Dans son roman au titre sus-évoqué, l’auteur Maguessa Ebome raconte une des innombrables tristes histoires qui ont jalonné la guerre des milices au Congo, notamment dans la région du Pool. Il s’agit de l’histoire d’un ex-membre de la milice des Ninjas, Sardine, qui a assassiné dans le feu de la furie des tueries inter tribales le jeune élève Gilbeau (dont il a jalousement conservé la carte scolaire, soit comme trophée, soit comme relique, soit comme instrument de ce qui pouvait lui rester au moment de son acte comme conscience humaine), frère de Beljamie, petite amie du narrateur André Eboko en dépit de leurs différences tribales et régionales, se repent de l’acte jadis posé, avec l’accompagnement du narrateur, et sollicite le pardon de la famille du défunt, la famille Malonga. Cette dernière le lui accorde, convaincue de sa sincérité, arc-boutée sur sa foi chrétienne qui accule au pardon, et peu désireuse de poursuivre la logique de la belligérance fratricide.

Claudette Chancelle Marie-Paule BILAMPASSI MOUTSATSI
Au cœur de cette histoire probablement trop idyllique, une problématique de fond : l’intelligence du pardon, vecteur d’une réconciliation durable dans une société hantée par un passé récent violent et traumatisant. Pour développer cette thématique, un certain nombre d’entrées sont à retenir.
Que peut-on pardonner ? Presque tout, y compris la mort atroce et injuste d’un être cher et innocent, victime d’une violence aveugle, gratuite et sans but défendable par une conscience éclairée.
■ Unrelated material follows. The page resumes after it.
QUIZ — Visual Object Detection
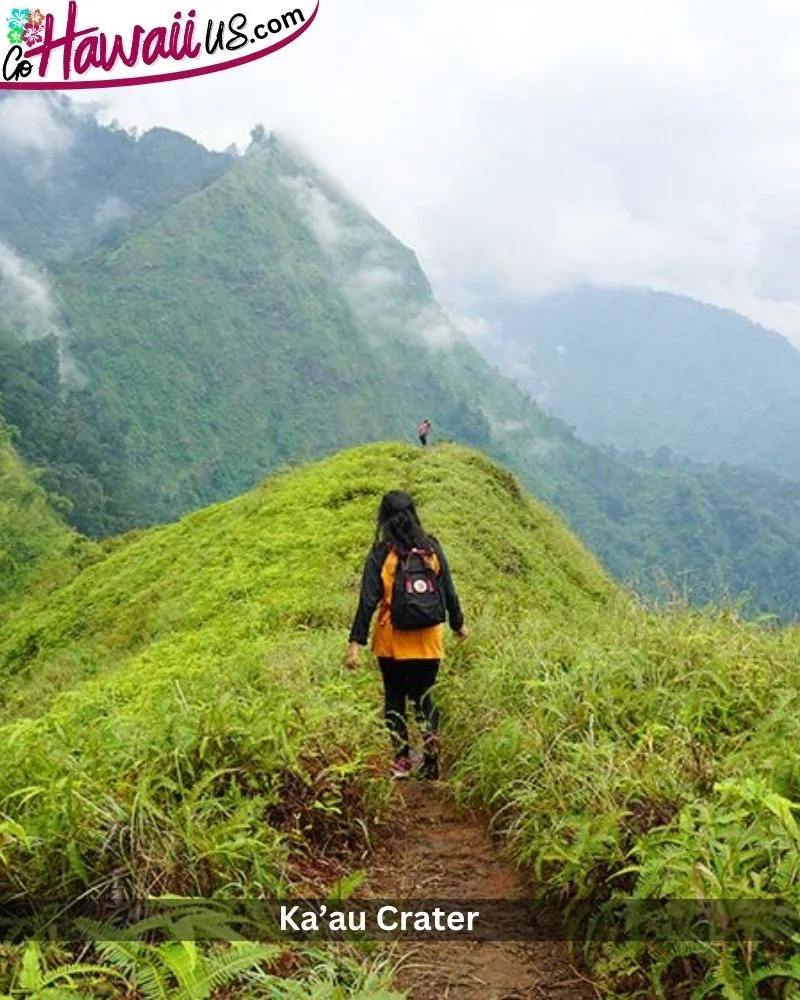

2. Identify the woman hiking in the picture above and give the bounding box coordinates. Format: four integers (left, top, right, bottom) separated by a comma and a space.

Qui peut-on pardonner ? Le pardon peut-il être donné sans objectiver les auteurs des crimes, sans mettre un visage humain à la catastrophe mortifère, et se rendre compte ce faisant que si l’auteur de l’acte est comme soi-même, il n’est pas exclu que l’on ait pu ou que l’on puisse un jour agir ou réagir comme lui, face aux mêmes incitations ou manipulations belligènes ? Le pardon peut-il être accordé à celui qui ne reconnaît pas son crime ? Le repentir sincère et explicite à l’offensé et à ses ayants-droits est le fondement du pardon, la base d’une « culpabilité transformatrice » (p.24).
Pourquoi pardonner ? Parce que le criminel l’est souvent « malgré lui », involontairement, parce que manipulé et victime lui-même d’un système violent, injuste et producteur de frustrations, de logiques criminelles et débilitantes, comme c’est en partie le cas de Sardine, diplômé de l’enseignement supérieur frustré par « le système » et « rejeté » pour se débrouiller dans son village. Même ceux que l’on croit éclairés ou un peu éveillés peuvent sombrer dans la violence obscure. Le criminel est une victime, et il importe de « sauver une âme étranglée » (p.75). Il faut pardonner parce que la logique de vengeance crée un cercle vicieux de la violence et de la contre violence. Le pardon offre une chance de « reconquérir l’humanité sournoise en chaque criminel » (p.25). Il faut donner une nouvelle chance à une personne qui s’est égarée, et apprendre selon le beau titre du livre d’Isabelle Le Bourgeois, à Vivre avec l’iréparé. Le pardon libère celui qui pardonne des « démons de la « velléité vengeresse » (p.10), de « la logique de la réciprocité du sang à verser pour que noble réparation soit consentie» (p.11) pour du sang versé auparavant. Face au repentir, le refus de pardonner peut prendre les allures d’une forme de contre violence similaire à la violence condamnée.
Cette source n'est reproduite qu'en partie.